The electrochemistry-based and sorption-based technology was designed to address the challenges posed by mixtures of legacy explosives and IHEs. One challenge from IHEs is competitive kinetics or lack of reactivity altogether due to their different physicochemical properties and reactivates compared to legacy explosives. This technology creates reaction conditions featuring electrochemically-derived non-specific reductants (direct electron transfer and atomic hydrogen, Hads) and oxidants (reactive oxygen species, ROS) capable of degrading all MC indiscriminately. Material and operating conditions were optimized to ensure effluent explosive concentrations meet regulatory requirements. A second challenge is the lack of mechanistic information and product identification of MCs in electrochemical systems. This work then characterized degradation intermediates and products and detail degradation pathways. Third, this technology supports the challenge of ensuring cost-effective management by operation with low power consumption, generation of its own reactive species in situ with little chemical dosing, internal cleanup of residual reactive species prior to discharge, and virtually low cost of material disposal. Finally, the technology addresses the need for the deployment of modular units flexible to wastewater sources. When fully realized, this technology can be adapted to diverse waste configuration demands, including in-line placement within a treatment train or a recirculating batch reactor for a self-contained waste volume
To meet these needs, a two-reactor system containing a flow-through electrochemical reactor that generates reductants based on reactive electrode surfaces and electrolysis of water, and a flow-through GAC column containing a nanosized manganese dioxide (MnO2) catalyst for conversion of injected hydrogen peroxide to hydroxyl radicals. The reactor unit uses low power, features inexpensive stainless steel electrodes, and is capable of sustained, long-term operation without electrode degradation. The overall objective of this work is to optimize the electrochemical and sorption-oxidation flow-through cells for the indiscriminant degradation of munitions with diverse physicochemical properties within manufacturing wastewater.

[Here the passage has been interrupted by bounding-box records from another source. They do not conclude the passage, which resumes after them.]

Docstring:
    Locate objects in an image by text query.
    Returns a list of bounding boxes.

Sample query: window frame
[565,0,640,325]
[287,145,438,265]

The central hypothesis for the proposed work is that reaction mechanisms produce favorable conditions for munitions degradation, ring cleavage, and mineralization. Cathodically-induced reactions should promote conditions for reduction and alkaline hydrolysis transformation processes, and rates of these processes should depend on cathode material. A Fenton-like reaction is expected to be supported on the surface-modified GAC in which hydrogen peroxide is converted to hydroxyl radicals through heterogeneous catalytic activation. The coupled reduction, hydrolysis, and oxidation mechanisms are expected to be harnessed to mineralize both organic legacy munitions constituents and new insensitive high explosives.
Laboratory experiments were performed to optimize electrode materials and operating conditions for several MCs and water chemistry conditions. The main research objectives of this study are:
Objective 1. To maximize the impact of the first reduction/hydrolysis step via cathodically-induced reactions on RDX (as a model compound) in synthetic wastewater.
Objective 2. To optimize the performance of the second oxidation step via innovative electro-Fenton-like reactions.
Objective 3. To evaluate the reaction kinetics and transformation pathways of legacy MCs and IHEs in synthetic wastewater within the optimized two-step sequential treatment reactor.
Objective 4. To evaluate the performance of the two-step sequential treatment reactor for contaminant mixtures in a variety of water chemistries.